This patch introduces generating VP intrinsics in the Loop Vectorizer.
Currently the Loop Vectorizer supports vector predication in a very limited capacity via tail-folding and masked load/store/gather/scatter intrinsics. However, this does not let architectures with active vector length predication support take advantage of their capabilities. Architectures with general masked predication support also can only take advantage of predication on memory operations. By having a way for the Loop Vectorizer to generate Vector Predication intrinsics, which (will) provide a target-independent way to model predicated vector instructions, These architectures can make better use of their predication capabilities.
Our first approach (implemented in this patch) builds on top of the existing tail-folding mechanism in the LV, but instead of generating masked intrinsics for memory operations it generates VP intrinsics for loads/stores instructions.
Other important part of this approach is how the Explicit Vector Length is computed. (We use active vector length and explicit vector length interchangeably; VP intrinsics define this vector length parameter as Explicit Vector Length (EVL)). We consider the following three ways to compute the EVL parameter for the VP Intrinsics.
- The simplest way is to use the VF as EVL and rely solely on the mask parameter to control predication. The mask parameter is the same as computed for current tail-folding implementation.
- The second way is to insert instructions to compute min(VF, trip_count - index) for each vector iteration.

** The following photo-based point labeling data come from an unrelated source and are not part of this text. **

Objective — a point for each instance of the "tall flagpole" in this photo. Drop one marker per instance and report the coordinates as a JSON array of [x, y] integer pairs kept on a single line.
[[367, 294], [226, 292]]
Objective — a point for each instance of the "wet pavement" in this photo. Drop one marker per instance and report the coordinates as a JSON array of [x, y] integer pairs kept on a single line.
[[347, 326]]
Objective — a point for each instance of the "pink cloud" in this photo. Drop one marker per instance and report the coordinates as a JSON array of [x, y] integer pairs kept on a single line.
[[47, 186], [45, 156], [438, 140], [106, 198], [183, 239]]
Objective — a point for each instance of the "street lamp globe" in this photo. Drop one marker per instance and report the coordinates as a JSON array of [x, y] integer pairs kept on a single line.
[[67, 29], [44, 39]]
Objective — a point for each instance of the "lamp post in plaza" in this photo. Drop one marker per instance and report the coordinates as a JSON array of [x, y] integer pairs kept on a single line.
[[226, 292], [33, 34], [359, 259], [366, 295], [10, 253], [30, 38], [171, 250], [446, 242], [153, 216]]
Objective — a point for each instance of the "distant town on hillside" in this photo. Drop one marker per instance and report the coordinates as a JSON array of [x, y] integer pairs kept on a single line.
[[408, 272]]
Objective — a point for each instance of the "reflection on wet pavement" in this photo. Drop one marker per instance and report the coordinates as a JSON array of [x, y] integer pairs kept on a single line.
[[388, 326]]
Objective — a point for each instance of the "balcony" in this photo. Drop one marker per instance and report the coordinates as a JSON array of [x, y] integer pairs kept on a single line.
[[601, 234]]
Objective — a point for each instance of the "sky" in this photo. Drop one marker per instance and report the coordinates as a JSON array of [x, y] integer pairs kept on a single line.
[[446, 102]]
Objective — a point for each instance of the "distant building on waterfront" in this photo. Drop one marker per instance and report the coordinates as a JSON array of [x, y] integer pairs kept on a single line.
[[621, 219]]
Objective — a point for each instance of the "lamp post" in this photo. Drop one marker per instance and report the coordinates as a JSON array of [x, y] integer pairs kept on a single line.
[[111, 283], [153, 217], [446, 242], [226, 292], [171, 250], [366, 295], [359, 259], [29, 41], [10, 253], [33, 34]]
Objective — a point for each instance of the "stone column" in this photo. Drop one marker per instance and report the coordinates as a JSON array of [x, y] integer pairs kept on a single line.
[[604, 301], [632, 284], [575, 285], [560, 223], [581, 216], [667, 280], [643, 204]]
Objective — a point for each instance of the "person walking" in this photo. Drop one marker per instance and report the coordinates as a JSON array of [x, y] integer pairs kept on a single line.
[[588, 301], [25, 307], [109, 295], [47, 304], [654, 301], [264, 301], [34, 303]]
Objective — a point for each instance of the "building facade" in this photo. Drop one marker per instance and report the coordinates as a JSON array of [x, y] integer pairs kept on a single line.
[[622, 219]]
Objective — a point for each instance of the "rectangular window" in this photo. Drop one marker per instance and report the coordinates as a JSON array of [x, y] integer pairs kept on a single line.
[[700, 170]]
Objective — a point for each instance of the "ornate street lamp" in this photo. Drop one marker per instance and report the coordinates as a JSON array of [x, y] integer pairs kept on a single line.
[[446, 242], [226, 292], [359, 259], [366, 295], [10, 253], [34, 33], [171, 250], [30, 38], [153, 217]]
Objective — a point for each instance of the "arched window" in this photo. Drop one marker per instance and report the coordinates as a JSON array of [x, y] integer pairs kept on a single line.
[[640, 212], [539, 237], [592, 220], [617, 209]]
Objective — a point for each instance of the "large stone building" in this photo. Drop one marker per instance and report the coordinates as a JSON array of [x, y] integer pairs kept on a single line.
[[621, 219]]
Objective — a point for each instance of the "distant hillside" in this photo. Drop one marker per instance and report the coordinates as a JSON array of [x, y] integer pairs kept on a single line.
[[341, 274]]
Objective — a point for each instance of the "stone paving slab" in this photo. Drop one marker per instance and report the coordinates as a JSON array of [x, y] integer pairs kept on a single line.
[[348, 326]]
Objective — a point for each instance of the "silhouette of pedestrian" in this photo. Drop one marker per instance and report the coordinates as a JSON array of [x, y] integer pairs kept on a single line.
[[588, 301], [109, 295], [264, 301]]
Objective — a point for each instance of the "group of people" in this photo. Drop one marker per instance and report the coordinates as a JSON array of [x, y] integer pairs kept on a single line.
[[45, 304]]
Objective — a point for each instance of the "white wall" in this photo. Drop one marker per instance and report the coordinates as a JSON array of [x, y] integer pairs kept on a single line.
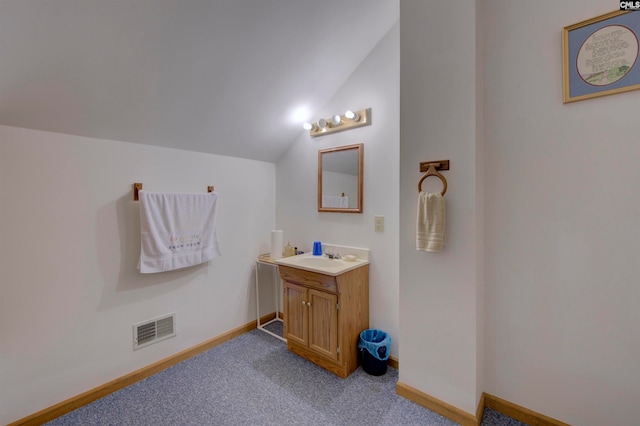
[[562, 225], [70, 290], [373, 85], [440, 314]]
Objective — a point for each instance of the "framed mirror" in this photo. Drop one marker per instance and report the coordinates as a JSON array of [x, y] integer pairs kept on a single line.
[[340, 179]]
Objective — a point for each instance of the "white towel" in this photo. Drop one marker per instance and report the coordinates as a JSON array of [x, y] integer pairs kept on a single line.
[[176, 230], [431, 222]]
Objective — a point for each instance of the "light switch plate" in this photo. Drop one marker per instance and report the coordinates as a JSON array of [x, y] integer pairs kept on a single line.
[[379, 223]]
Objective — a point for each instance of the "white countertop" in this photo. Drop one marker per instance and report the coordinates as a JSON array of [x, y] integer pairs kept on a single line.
[[321, 264]]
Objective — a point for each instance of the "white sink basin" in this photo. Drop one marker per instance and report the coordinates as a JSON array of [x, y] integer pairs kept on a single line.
[[320, 264]]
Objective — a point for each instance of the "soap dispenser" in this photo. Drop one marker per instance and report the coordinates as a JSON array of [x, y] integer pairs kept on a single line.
[[289, 250]]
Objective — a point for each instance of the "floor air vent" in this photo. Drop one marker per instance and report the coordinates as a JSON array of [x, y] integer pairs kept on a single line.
[[152, 331]]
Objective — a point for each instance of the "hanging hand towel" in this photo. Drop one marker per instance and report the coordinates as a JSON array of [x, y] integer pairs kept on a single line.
[[431, 221], [176, 230]]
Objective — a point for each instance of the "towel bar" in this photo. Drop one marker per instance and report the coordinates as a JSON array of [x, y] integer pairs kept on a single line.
[[431, 168], [138, 186]]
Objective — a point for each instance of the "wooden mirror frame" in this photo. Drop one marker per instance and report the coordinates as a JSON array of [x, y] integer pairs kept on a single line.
[[360, 148]]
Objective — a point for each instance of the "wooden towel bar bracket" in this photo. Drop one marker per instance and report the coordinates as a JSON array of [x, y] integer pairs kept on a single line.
[[138, 186], [430, 168]]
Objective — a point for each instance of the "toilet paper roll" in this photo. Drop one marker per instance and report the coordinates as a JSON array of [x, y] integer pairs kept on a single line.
[[276, 244]]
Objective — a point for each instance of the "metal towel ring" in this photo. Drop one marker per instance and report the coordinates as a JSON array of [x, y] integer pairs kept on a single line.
[[433, 172]]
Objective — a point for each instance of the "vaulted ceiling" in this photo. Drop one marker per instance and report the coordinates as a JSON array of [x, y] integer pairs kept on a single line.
[[229, 77]]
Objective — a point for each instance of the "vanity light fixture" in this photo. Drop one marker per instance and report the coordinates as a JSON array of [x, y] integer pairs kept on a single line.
[[338, 123]]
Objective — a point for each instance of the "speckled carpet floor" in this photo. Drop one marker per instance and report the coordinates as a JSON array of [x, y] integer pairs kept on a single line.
[[254, 380]]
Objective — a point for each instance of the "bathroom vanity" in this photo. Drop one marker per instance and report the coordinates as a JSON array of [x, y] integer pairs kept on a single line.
[[326, 306]]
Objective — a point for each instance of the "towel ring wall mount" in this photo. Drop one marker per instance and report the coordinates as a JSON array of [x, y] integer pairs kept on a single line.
[[137, 186], [431, 168]]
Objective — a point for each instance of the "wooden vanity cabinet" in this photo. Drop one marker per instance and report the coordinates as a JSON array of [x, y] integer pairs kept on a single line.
[[324, 315]]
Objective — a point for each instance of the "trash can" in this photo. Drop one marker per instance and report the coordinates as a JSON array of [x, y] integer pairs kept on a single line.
[[374, 346]]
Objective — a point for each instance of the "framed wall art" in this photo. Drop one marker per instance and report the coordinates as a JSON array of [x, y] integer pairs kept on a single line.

- For architectures like RISC-V, which have special instruction to compute/set an explicit vector length, we also introduce an experimental intrinsic get_vector_length, that can be lowered to architecture specific instruction(s) to compute EVL.
Also, added a new recipe to emit instructions for computing EVL. Using VPlan in this way will eventually help build and compare VPlans corresponding to different strategies and alternatives.
Tentative Development Roadmap
- Use vp-intrinsics for all possible vector operations. That work has 2 possible implementations:
- Introduce a new pass which transforms emitted vector instructions to vp intrinsics if the the loop was transformed to use predication for loads/stores. The advantage of this approach is that it does not require many changes in the loop vectorizer itself. The disadvantage is that it may require to copy some existing functionality from the loop vectorizer in a separate patch, have similar code in the different passes and perform the same analysis 2 times, at least.
- Extend Loop Vectorizer using VectorBuildor and make it emit vp intrinsics automatically in presence of EVL value. The advantage is that it does not require a separate pass, thus it may reduce compile time. Plus, we can avoid code duplication. It requires some extra work in the LoopVectorizer to add VectorBuilder support and smart vector instructions/vp intrinsics emission. Also, to fully support Loop Vectorizer it will require adding a new PHI recipe to handle EVL on the previous iteration + extending several existing recipes with the new operands (depends on the design).
- Switch to vp-intrinsics for memory operations for VLS and VLA vectorizations.
Part of me wants to say this should be usesCustomActiveVectorLengthIntrinsic like "the target hasActiveVectorLength" and "the target supportsScalableVectors".
I'm not arguing very strongly though because we have preferPredicatedReductionSelect. I know, it's the epitome of bikeshedding. I don't know if it's any better if it's self-aware.